Dinner is hard, making it is hard and no matter how hard we try to decorate the time with artsy plating, Instagram-worthy setups and the music we listen to, it does get quite boring. We get restless, tired and exhausted from the whims of our lives.

As mind clutter climbs and the shores of productivity become littered with the unwanted sludge of stressors and deadlines, we become less attentive to the luxury of food and settle for the easy way out: ramen and protein, toaster oven S’more Pop-Tarts, cold soup Cinnamon Toast Crunch, rice and eggs — our tried and trues of the quintessential quick-time dinners. Maybe you can’t even afford the simplicity of cheat dinners and you turn to takeout for an even quicker solution; the pressures of productivity certainly might necessitate it. As stress rises, our attention to food lessens and we are left with a settlement.

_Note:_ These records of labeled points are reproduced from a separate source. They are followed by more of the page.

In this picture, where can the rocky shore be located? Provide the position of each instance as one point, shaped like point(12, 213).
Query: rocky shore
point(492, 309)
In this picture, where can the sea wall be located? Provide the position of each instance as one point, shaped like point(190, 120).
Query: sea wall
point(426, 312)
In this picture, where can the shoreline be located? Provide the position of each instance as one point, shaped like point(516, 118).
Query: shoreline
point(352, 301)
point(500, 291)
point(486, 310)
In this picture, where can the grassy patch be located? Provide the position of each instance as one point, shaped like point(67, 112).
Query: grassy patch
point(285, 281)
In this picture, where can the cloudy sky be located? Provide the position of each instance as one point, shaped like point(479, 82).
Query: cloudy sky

Dinner playlists then can be a way to reconcile with this defeat, a reconnection to our love for cooking and for food.

The more attention we put into the food we make, the more attention we put into our lives and the everyday. Imagine the “dinner playlist” as a buffer: Curate your aesthetic, curate your life. Instead of making food just for energy or as a job to get out of the way, treating it like a gesture of excitement will make it healthier, taste better and make the overall experience an activity that feels more like a thrilling hobby and a careful attentive project than a slogging chore. And that starts with creating the mood, that feeling, through the curation of music we listen to while we cook.

Instead of music and food filling space and silence, use them to create something, use them to set aside time to thrive, explore and enjoy instead of stressing over food, stressing over silence, stressing over the spaces between moments. Silence is a powerful tool, but music infuses that silence with excitement and romance.